Link Building Tips

Link Building:

Building Link Popularity is a great way to help your site gain competitive Page Rank. Links from other sites also send direct visitors to your site. A little care in developing links will go a long way in getting your site ranked high in Search Engines. In this article-

  • Page Rank of the linking page.
  • Total number of links on the linking page.
  • Industry relevance.
  • Page relevance.
  • Anchor-Text.
  • Dynamic link pages.
  • JavaScript link pages.
  • Redirected links.
  • Framed sites.

Page Rank of the linking page

Page Rank of the linking page, one of the most important factors, determines how much valuable importance is passed on to your page. The higher the Page Rank of the page linking to you, the higher the value you get. Each link to your Web site is considered a vote. If your neighbour states in public that you are very trustworthy, or that you are his best friend (Google Page Rank 2), this is of course a less important vote than when the President of your country says the same (Google Page Rank 9).

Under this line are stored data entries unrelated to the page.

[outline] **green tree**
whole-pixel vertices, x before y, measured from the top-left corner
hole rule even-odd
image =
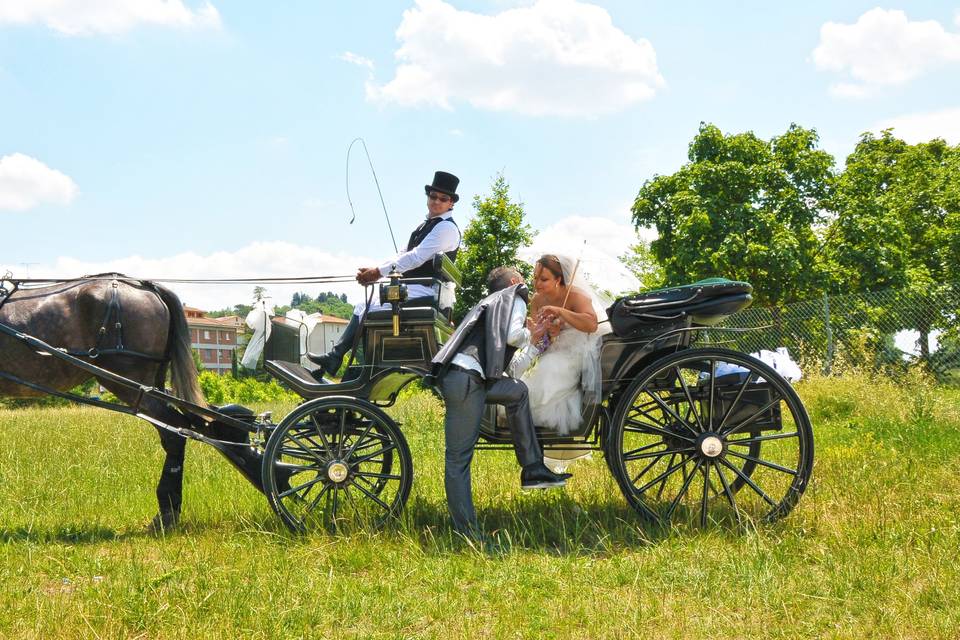
[[[517,267],[528,279],[533,268],[517,257],[520,247],[530,244],[535,232],[524,222],[523,203],[510,199],[510,185],[498,173],[486,196],[475,196],[473,220],[463,232],[457,267],[463,282],[457,291],[457,320],[487,295],[487,274],[500,266]]]
[[[907,144],[889,130],[865,133],[836,183],[826,253],[844,291],[895,288],[878,320],[893,331],[916,329],[924,361],[929,335],[955,309],[939,295],[957,278],[960,146],[943,140]]]
[[[689,162],[645,182],[633,204],[634,224],[659,234],[650,251],[663,284],[746,280],[757,302],[772,306],[820,291],[834,161],[818,140],[795,124],[770,141],[701,124]]]
[[[666,277],[663,267],[653,255],[649,242],[638,240],[636,244],[627,248],[626,253],[619,256],[619,260],[640,282],[641,291],[657,289],[664,285]]]

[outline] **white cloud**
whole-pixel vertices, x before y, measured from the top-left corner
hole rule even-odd
[[[620,293],[639,286],[617,259],[636,242],[637,232],[632,224],[599,216],[568,216],[542,229],[520,255],[529,262],[545,253],[582,256],[580,270],[590,282],[600,289]]]
[[[649,100],[664,84],[648,40],[577,0],[539,0],[493,16],[417,0],[397,39],[396,75],[367,84],[372,101],[590,117]]]
[[[220,28],[209,2],[196,9],[183,0],[28,0],[0,2],[0,25],[42,24],[67,35],[122,33],[139,25]]]
[[[349,62],[350,64],[355,64],[358,67],[366,67],[371,71],[373,70],[373,60],[370,58],[364,58],[363,56],[358,56],[350,51],[344,51],[337,56],[337,59],[343,60],[344,62]]]
[[[903,11],[876,8],[854,24],[827,22],[820,27],[813,62],[818,69],[847,77],[831,87],[834,95],[863,97],[960,62],[960,34],[949,33],[936,20],[911,21]]]
[[[374,264],[366,256],[331,254],[314,247],[290,242],[254,242],[236,251],[201,255],[193,252],[161,258],[126,256],[106,261],[57,258],[53,264],[31,266],[33,278],[74,278],[92,273],[117,271],[136,278],[273,278],[308,276],[353,276],[360,265]],[[22,268],[8,265],[14,274]],[[22,277],[22,276],[21,276]],[[185,304],[206,310],[223,309],[238,303],[249,304],[254,285],[171,284]],[[294,293],[317,295],[321,291],[346,293],[359,302],[363,289],[355,282],[337,284],[272,285],[265,283],[274,305],[290,304]]]
[[[69,204],[77,184],[35,158],[14,153],[0,158],[0,211],[26,211],[40,204]]]
[[[943,138],[950,144],[960,144],[960,108],[911,113],[889,118],[871,127],[880,132],[893,129],[894,135],[910,144]]]

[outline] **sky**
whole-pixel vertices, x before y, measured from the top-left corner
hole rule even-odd
[[[435,170],[461,227],[502,172],[525,257],[627,290],[633,198],[701,122],[815,128],[842,167],[866,131],[960,143],[958,80],[960,0],[0,0],[0,275],[352,274],[393,254],[356,147],[349,223],[362,137],[397,244]]]

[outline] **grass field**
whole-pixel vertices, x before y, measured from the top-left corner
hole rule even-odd
[[[599,456],[565,491],[522,494],[512,455],[482,452],[474,492],[495,553],[448,529],[442,407],[426,394],[390,410],[416,473],[402,522],[300,538],[196,444],[182,528],[149,535],[152,428],[3,410],[0,637],[957,638],[960,393],[856,378],[799,390],[816,463],[784,521],[652,529]]]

Number of links on the linking page

The value your web page gets from a linking page is equal to the total PageRank value of that page divided by the total number of outgoing links on that page. Getting a link from a PR4 page that has only 20 outgoing links is much better than getting a link from a PR4 page that has 60 outgoing links. With the same philosophy, it is better to get a link from a PR2 link page that has only 10 outgoing links than getting a link from a PR4 page that has over 100 outgoing links. It is therefore as important to evaluate the total number of outgoing links on a links page, as it is, to evaluate the PR of the linking page. This is where many people often falter, as they usually insist on getting a link from a high PR page, but if that page has 100 outgoing links, your page would only get 1/100th of that value.

Industry relevance

Search engines give higher importance to links pointing to your site from your own industry segment as opposed to those from unrelated industries. A link on a site about motor sports will do very little good for a restaurant site, however a link in a food services directory will likely have high relevance. Searching industry relevance pages: Search for similar pages once you have found a really good page. Look for "similar pages", "related pages" or "more like this" next to entries in any search engine's results list. Alternatively use the Page Specific Search on the Google Advanced Search screen.

Page relevance

Most sites offering links have several categories listed on their sites. Try to get a link from a category that closely matches your own industry. For instance, if you have a site related to hotels, then, on your partner site, a tickets site for example, try to identify a resource directory pertaining to hotels, resorts, reservations, vacation packages, travel, tourism, food and beverages, etc. An algorithm called “Applied Semantics” determines the industry relevance of a page within a site. The Applied Semantics algorithm studies various keywords on a Web page and tries to determine the industry or business segment of each page. Applied Semantics estimates the industry segments that are relevant to a particular page.

Anchor-Text

Anchor Text is the visible hyperlinked text on a Web page. Since anchor text is very important, make sure that your most important keywords appear in the anchor text from the link pointing to your site. It tells search engines what the page is about. Used wisely, it boosts your rankings in search engines, especially in Google. If you use "click here" as the words people are going to click on, you're telling people the page is about the subject "click here". If you use "Part 2" as the anchor text, your telling the search engines the page is discussing "part 2". You wouldn't want to rank highly for "click here" or "Part 2". However, if your site is all about purple widgets, you don't want only "purple widgets" to be used as the phrase in every link to your site. Over-optimizing like that would create an unnatural pattern. You can use anchor text in:

  • External links – links from other sites.
  • Internal links – links on your pages.
  • Navigation maps.
  • Links on your main page. A very important spot.

Remember that real live humans will read your links as well as search engines, so the words in your anchor text need to make sense!

Dynamic link pages

You should also watch out for any link pages that are generated dynamically. Chances are that such pages would not get indexed soon enough, which means that a link from such a page would not benefit you. Some dynamic link pages are intentionally generated in such a way so as to prevent them from getting indexed. Some unscrupulous webmasters do this to trick you to prevent any Page Rank leaking from their site to yours. Links from such pages therefore do not give you any benefit. Examples of dynamic links include URLs containing symbols such as “?” or “&”.

Javascript link pages

It is also important to identify pages that are generated through Flash or a JavaScript, as Search Engines cannot read Flash pages nor can they read the links embedded within Flash. These are some of the tricks unethical webmasters use. While such a site may claim to have placed a link to your Web page, in effect they are not giving you any benefit.

Redirected links

A link that is first redirected to another page within your partner site before pointing to your site is a redirected link. You should watch out for such links, as search engines do not give weight to redirected links. It is very unlikely that your site would draw any benefit from a redirected link.

Framed sites

Avoid getting links from framed sites as Search Engines cannot read texts within frames. A link placed on a framed site would not give your site any benefit, as Search Engines would not be able to recognize such a link.